Unfortunately, the case was permitted to go to trial and the jury awarded nearly $2 million (more here). The Diocese, apparently, will appeal and I hope the Seventh Circuit will apply the Court's Hosanna-Tabor decision in a way that is consistent with that decision's rationale and animating concerns.
Perry Dane on "Christmas"
Another re-posting from last Christmas, for those who missed it:
In my view, Prof. Perry Dane (Rutgers-Camden) is one of the more thoughtful and intriguing law-and-religion scholars in the country. Here's a new piece of his, called "Christmas":
This paper, which is still in a very early form, looks again at the recurring problem of Christmas and the Constitution. Conventional Establishment Clause analysis of Christmas is built on three propositions: First, Christmas is in a sense two holidays: a Christian celebration of the birth of Jesus, and a secular winter holiday. Creches and the like are symbols of the religious Christmas, while trees and Santa Claus are among the trappings of the secular Christmas. Second, government participation in celebrating the secular Christmas is unproblematic. Third, celebrating the religious side of Christmas does risk violating the Constitution, but embedding the religious element in a secular context can mitigate the infirmity.

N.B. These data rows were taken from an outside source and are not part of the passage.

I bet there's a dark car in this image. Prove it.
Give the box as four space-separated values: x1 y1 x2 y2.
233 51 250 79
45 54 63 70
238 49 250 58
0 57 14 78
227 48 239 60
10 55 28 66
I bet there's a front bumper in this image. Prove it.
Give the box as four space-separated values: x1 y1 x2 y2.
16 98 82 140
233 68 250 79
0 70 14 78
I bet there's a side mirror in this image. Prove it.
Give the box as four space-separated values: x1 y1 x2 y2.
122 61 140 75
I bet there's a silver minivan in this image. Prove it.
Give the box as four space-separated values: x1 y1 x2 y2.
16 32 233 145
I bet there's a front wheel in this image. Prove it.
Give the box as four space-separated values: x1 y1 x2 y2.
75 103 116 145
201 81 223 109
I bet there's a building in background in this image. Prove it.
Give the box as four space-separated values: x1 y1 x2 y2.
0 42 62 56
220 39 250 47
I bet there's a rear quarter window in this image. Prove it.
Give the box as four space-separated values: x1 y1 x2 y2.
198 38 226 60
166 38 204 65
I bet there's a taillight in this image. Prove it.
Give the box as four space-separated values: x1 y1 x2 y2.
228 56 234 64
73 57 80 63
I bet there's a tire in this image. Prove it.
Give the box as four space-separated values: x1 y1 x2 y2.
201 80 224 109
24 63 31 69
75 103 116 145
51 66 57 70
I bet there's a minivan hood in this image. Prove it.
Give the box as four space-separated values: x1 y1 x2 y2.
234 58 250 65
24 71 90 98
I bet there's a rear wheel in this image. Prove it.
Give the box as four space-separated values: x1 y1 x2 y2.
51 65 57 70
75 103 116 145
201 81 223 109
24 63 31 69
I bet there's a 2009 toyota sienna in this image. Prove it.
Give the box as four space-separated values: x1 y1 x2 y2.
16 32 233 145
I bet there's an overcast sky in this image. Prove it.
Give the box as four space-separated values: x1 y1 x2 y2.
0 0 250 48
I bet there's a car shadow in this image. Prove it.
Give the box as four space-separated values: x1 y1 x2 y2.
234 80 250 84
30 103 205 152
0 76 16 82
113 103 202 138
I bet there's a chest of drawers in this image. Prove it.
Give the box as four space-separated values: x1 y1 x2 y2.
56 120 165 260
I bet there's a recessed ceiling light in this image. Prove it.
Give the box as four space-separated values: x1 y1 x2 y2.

Much of the criticism of current doctrine has honed in on the third of these propositions. I want to focus, however, on the premise of a "secular" Christmas on which the first two propositions of the doctrine are built. My argument is that the notion of a secular Christmas, and the assertion that the tree and Santa and so on are secular symbols of that secular Christmas, are both deeply problematic. More specifically, I argue that Santa and the like play a complex, rich, and tension-filled role in the "religious economy" of Christmas, and that we cannot begin to tackle the constitutional problem of Christmas until we unravel that complexity. Santa and the tree, even if they carry little or no propositional content, are "religious capital" - "cultural accessories" to the religious meaning of Christmas. And, paradoxically, they can also, under certain circumstances, take on downright anti-religious meaning. When the government adopts these objects and symbols and practices for itself, the effect is religiously and constitutionally complex. The solution to these problems, however, is itself neither obvious nor straightforward.
Check it out!
The Christmas letters of Jean Bethke Elshtain
I posted about this last Christmas Eve, and it seemed worth doing again. John Carlson has a nice reflection, here, about the Christmas letters of Jean Bethke Elshtain (R.I.P.).